Although farmers and producers will see an increase to crop insurance premiums, Minister Horner shared the average increase is about 22 per cent over 2022 premiums.
“Crop insurance premiums will see a rise, and it’s almost entirely due to specific crop commodity change, year over year,” Minister Horner explained during opening remarks at the roundtable.
Minister Horner pointed out, over the last two years, AFSC has paid out some $4 billion due to unprecedented challenges faced by farmers.
This includes the one in 80 year drought which wreaked havoc across the province and other prairie provinces in 2021; there were also some $1.3 billion in payouts in 2022 which were attributed to continued drought in parts of the province, along with hail damage.
He noted some of the confusion and misunderstanding may be due to the fact premium rates have increased by 60 per cent over the last two years, with a 38 per cent increase over 2021 premiums seen in 2022. However, Minister Horner added commodity prices have also increased by 57 per cent over the same period.
“One of the mitigating factors to large swings (in premium rates) is there’s a year-to-year cap of 10 per cent on the premium,” explained Minister Horner. “That 10 per cent on premium rate is a growth driver when the fund is below what actuaries would deem as stable that can grow year over year--everything else is related to crop and elected coverage.”
Minister Horner and Mr. Hanrahan noted the AFSC crop insurance program is a non-profit insurance program which is subsidized by both provincial and federal government levels.
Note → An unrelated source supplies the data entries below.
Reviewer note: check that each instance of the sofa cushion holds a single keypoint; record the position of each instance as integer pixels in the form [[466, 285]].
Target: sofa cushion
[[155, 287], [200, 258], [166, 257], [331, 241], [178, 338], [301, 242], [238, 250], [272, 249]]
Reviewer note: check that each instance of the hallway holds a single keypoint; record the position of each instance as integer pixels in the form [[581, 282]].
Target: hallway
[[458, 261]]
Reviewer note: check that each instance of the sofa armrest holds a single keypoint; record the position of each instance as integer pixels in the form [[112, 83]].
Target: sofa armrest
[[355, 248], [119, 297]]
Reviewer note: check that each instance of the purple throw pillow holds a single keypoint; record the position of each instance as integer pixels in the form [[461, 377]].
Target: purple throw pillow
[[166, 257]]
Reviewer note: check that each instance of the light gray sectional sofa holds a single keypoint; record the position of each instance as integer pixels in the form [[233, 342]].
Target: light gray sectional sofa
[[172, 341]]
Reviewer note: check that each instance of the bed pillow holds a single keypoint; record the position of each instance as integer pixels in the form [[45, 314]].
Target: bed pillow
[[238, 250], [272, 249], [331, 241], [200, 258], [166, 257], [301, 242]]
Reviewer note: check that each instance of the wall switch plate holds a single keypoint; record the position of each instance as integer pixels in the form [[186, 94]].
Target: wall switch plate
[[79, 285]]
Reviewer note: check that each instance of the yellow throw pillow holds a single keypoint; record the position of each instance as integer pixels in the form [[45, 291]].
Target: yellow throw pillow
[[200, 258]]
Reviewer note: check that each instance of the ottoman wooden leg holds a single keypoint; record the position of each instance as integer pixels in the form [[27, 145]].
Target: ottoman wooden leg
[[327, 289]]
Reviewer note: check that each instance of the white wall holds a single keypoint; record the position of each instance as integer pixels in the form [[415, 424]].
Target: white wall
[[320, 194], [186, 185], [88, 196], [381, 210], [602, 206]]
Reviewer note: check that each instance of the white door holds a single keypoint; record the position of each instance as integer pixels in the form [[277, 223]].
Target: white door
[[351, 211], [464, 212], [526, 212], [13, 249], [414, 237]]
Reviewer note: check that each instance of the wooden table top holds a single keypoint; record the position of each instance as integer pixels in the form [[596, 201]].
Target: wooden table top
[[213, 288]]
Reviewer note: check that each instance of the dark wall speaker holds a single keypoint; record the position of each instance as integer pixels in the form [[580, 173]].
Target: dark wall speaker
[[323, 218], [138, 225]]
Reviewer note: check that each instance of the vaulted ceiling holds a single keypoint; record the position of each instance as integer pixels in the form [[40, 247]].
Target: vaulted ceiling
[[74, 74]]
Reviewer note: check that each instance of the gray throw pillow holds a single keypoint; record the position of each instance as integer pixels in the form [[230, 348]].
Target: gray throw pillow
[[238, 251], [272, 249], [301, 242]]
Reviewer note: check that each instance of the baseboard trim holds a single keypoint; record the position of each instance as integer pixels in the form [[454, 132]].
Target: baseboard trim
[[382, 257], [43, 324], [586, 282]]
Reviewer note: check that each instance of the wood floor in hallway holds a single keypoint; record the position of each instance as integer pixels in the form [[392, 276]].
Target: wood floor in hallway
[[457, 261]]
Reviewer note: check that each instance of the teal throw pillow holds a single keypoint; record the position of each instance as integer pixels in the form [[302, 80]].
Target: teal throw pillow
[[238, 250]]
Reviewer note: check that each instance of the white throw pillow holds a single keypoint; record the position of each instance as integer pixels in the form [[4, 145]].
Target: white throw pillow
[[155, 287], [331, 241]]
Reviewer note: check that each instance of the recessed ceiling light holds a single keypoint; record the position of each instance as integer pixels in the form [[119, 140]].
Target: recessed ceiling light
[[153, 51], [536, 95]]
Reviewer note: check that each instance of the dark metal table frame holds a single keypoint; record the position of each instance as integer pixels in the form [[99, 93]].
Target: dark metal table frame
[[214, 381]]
As such, it is able to recover losses due to these large payouts in 2021 and 2022 over a much longer 25-year period when setting premium rates.
It is anticipated premiums will increase by some 12 per cent for canola, nine per cent for feed barley, and two per cent for yellow field peas.
The 2023 provincial budget also includes a provision of $61.4 million to ensure the AFSC program has “appropriate funding to support producers during challenging times.”